Active knowledge can obscure insight. This is, Konnikova says, why Holmes sometimes seems to be taking a flippant approach to solving problems. He naps. He plays the violin. In “The Red Headed-League,” he describes a “three-pipe problem” and begs Watson for fifty minutes of silence. He provides space for his mind to work.

“For Holmes, it’s a pipe, but for us, it could be watching Netflix or reading a book,” says Konnikova. “When you disengage from the problems you’re facing, your mind is still working on them. Plenty of studies show that if you’re in an emotionally ‘hot’ situation, one of the ways you can help yourself through, and make decisions, and regain emotional equilibrium is to do a distancing exercise, where you quite literally picture yourself outside of the situation…that gives you perspective so you’re not the hot emotional actor, but someone who has all their cognitive capacities and can actually evaluate it from a cooler, more rational perspective. And that’s the Holmesian approach, in almost all things.”

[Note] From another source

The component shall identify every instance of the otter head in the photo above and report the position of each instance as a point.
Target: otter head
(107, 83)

The biggest point here? Your emotions — specifically anxiety — can lead you to make less-than-informed decisions if you don’t find a way to take a break from that stress. Taking a break isn’t irresponsible, it’s the prelude to thoughtfulness. And keeping a cooler head is not evidence of apathy, but of a desire to prevail. But you don’t need to overdo it.

The news isn’t necessary. Netflix might help. Pacing is good. Music is good. Staring out the window is perhaps best of all.

“I fucking can’t stand some of these memes out there encouraging people to finish their novels or whatever while in quarantine,” Konnikova says. “This is not an easy thing. A lot of people might read this and say ‘are you fucking kidding me, people are dying.’ And that is true, which is why we need to take this seriously. But being detached emotionally and acting emphatically are not mutually exclusive.”

After a long pause, what to do next may seem elementary. All that’s left is to do it.